Sebelumnya, dikatakan Koordinator Jaringan advokasi tambang (Jatam) Nasional, Merah Johansyah, ada dua daerah di Kaltim yang akan paling terdampak aturan baru ini. Dua kabupaten itu adalah Kabupaten Kutim dan Kukar. "Karena merupakan zona pengerukan (batu bara) utama,” ujar Merah, pada hari ini, Selasa (20/10/2020). “Begitu juga Kalsel, Sumsel, dan bahkan Papua. Sementara laju pengerukan dan eksploitasi gas terus, tak mengecil, tanpa rem,” sebutnya.

Meski penurunan DBH ini tidak terjadi 100 persen, namun diperkirakan akan ada penurunan jumlah yang cukup besar.

“Royalti ini nantinya tergantung pengajuan, nantinya perusahaan yang punya hilirisasi bisa mengajukan untuk mendapatkan insentif untuk tidak menyetorkan royalti hingga nol persen. Kalau (DBH) sampai sama hilang sama sekali mungkin tidak, artinya kalau perusahaan tidak punya hilirisasi tidak bisa mengajukan insentif,” jelasnya.

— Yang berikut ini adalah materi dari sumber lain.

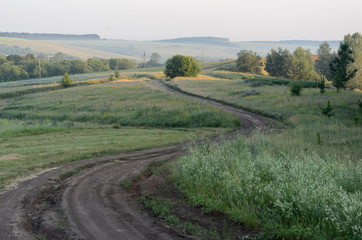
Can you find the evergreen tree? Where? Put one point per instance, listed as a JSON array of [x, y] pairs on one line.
[[277, 62], [341, 66], [355, 41], [325, 57], [248, 61], [301, 66], [182, 66], [154, 60]]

Meski tidak semua perusahaan tambang di Kaltim akan memperoleh kelonggaran tersebut, Merah menyebutkan saat ini perusahaan-perusahaan batu bara skala besar di Kaltim tengah membangun program hilirisasinya.

“Itu menguntungkan sekali perusahaan-perusahaan batu bara besar yang sedang membuat proyek hilirisasi. Seperti KPC, karena dia membuat gasifikasi di Bengalon (coal to methanol), belum lagi proyek strategis nasional yang lain,” terang Merah.

Seperti diketahui, sumber utama DBH Kaltim saat ini adalah dari royalti, yang total nilainya cukup besar yaitu Rp 9 triliun. “Artinya DBH Kaltim yang Rp 9 triliun itu akan berkurang, meski tidak hilang, namun ada potensi penurunan drastis. Sementara laju eksploitasi tidak berkurang,” pungkasnya.